Le prime nebbie e un long term goal

Photo credit: Benjamin Oakley Wilson

Photo credit: Benjamin Oakley Wilson


Adoro questo periodo! Certo ha le sue difficoltà – le poche ore di luce soprattutto, perché come diceva Ben Hogan,

The only thing golfers really need is more daylight. There isn’t enough time during the day to practice and play, to key one’s game up to where it should be.

Tuttavia ha dei vantaggi innegabili, primo tra tutti il fatto che la lontananza forzosa dalle gare (per me la prossima sarà il Trofeo Sanremo di fine gennaio) lascia molto tempo per lavorare sulle proprie debolezze.

E il punto, ho capito, è proprio questo: lavorare sulle proprie debolezze.

Ciò dipende dagli obiettivi: se l’obiettivo è arrivare ad un livello di gioco “medio” (qualunque cosa ciò voglia dire), allora il principio di Pareto, magistralmente spiegato da Tim Ferriss, che è il mio nume tutelare in fatto di lavoro (in sintesi: lascia andare i dettagli e concentrati sul 20% davvero essenziale per quello che fai), illustra chiaramente un fatto: che è mooolto meglio concentrarsi sui propri punti di forza lasciando perdere i dettagli. (Quindi se sei 18 e vuoi diventare 12, per dire, vai agli approcci e concentrati sul putt e trascura il resto (drive in primis, che incidentalmente è il suono principe che si ode in qualunque campo pratica).

Ma nel mio caso, dove l’obiettivo di medio periodo (12 mesi) è diventare un “2 virgola stabile”, quello di lungo (3-5 anni) diventare scratch e quello di lunghissimo (8 anni) diventare il golfista migliore che io possa diventare, allora le cose cambiano.
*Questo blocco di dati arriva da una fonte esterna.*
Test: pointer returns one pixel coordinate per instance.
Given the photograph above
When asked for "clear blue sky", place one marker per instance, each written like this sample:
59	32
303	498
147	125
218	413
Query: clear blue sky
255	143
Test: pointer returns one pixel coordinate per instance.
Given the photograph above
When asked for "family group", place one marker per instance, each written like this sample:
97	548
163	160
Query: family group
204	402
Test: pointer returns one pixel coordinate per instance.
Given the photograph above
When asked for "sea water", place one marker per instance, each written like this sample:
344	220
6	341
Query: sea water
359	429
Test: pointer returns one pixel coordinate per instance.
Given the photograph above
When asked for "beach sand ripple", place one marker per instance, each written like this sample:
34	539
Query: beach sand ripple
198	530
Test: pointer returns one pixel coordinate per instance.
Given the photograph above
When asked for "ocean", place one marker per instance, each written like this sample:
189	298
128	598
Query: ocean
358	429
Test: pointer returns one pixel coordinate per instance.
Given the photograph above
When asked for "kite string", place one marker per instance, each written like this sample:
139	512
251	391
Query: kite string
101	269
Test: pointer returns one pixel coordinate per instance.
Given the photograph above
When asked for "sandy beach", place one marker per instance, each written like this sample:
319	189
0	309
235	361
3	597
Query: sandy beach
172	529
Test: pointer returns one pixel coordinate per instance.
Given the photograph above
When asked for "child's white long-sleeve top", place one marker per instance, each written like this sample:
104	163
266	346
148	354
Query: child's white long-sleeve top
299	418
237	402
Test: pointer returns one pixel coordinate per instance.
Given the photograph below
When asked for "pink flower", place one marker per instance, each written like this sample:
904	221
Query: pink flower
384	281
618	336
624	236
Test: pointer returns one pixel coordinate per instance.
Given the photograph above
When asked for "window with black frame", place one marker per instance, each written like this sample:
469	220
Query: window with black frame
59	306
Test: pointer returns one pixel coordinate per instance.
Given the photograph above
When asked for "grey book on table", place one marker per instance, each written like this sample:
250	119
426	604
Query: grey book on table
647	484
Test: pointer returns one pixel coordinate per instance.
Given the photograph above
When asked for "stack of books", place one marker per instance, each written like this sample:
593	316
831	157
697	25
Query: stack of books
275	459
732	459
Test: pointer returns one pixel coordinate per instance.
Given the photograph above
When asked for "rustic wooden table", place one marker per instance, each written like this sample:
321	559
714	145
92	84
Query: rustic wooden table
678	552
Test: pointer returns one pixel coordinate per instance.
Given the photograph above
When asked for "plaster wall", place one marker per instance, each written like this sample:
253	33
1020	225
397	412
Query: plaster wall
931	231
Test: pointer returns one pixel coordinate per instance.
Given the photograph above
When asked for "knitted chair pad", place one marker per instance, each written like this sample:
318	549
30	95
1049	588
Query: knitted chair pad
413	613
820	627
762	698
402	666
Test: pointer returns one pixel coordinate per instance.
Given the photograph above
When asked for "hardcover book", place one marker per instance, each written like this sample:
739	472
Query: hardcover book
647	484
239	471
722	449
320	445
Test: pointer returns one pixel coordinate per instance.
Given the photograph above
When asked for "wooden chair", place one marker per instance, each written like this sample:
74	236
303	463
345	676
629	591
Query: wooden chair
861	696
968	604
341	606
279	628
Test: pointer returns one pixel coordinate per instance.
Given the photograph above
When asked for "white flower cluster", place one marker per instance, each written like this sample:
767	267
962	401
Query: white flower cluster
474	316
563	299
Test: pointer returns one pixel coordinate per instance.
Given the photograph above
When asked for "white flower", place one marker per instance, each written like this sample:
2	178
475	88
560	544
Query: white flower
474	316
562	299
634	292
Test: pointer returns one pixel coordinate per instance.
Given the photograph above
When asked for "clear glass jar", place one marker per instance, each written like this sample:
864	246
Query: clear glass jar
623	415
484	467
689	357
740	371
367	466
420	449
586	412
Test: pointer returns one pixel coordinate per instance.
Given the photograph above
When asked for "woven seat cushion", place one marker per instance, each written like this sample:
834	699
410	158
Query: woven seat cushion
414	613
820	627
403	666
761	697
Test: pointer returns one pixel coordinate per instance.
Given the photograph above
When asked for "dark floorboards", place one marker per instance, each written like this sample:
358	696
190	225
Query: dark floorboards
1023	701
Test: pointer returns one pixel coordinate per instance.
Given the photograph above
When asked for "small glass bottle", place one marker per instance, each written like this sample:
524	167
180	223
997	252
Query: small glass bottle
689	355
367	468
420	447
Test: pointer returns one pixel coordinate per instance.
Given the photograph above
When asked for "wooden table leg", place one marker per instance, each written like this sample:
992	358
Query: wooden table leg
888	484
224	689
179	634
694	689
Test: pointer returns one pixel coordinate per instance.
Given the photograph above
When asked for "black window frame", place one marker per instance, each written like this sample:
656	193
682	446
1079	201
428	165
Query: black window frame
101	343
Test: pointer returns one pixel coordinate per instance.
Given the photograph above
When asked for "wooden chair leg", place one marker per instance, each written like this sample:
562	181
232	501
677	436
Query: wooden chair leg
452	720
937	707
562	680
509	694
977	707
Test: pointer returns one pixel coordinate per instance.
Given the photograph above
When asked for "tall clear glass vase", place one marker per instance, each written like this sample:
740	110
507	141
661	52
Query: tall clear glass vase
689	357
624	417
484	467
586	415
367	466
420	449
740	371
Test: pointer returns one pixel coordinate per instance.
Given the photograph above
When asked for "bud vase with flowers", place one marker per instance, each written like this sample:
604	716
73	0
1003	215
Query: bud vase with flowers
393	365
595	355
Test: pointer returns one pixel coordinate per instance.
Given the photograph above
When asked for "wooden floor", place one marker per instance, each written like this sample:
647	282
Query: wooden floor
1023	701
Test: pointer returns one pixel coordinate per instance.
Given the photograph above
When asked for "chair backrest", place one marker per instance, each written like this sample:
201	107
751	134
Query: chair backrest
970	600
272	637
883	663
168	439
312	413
Allora non basta più mettere l’accento sui punti di forza, ma bisogna – necesse est – andare a curare i punti deboli. Ovvero:

– guadagnare 10 metri col drive senza perdere in accuratezza;

– migliorare le statistiche coi ferri 5, 6 e 7 e i due ibridi.

I numeri precisi non sono importanti qui, e nemmeno le statistiche (sul concetto di statistica sto riflettendo molto, in seguito soprattutto alla lettura di questo libro, sebbene mi occorra ancora tempo per metterne in pratica i dettami); il punto è che sempre più mi è chiaro che devo proseguire sulla strada della deliberate practice.

La strada è questa, ed è corretta. la deliberate practice è faticosa, it hurts. Non è piacevole: fa male. Ieri ho fatto un’ora di pilates, poi un’ora e mezza di pratica concentrata e infine quaranta minuti di corsa con fartlek con Luciano, il mio preparatore atletico (e grande amico). Verso la fine ero stanchissimo, ma so che è necessario per il raggiungimento degli obiettivi, dunque lo faccio e basta.

E l’autunno, le nebbie, le temperature calanti e le ore di luce declinanti sono uno sfondo meraviglioso per questi pensieri e questa pratica.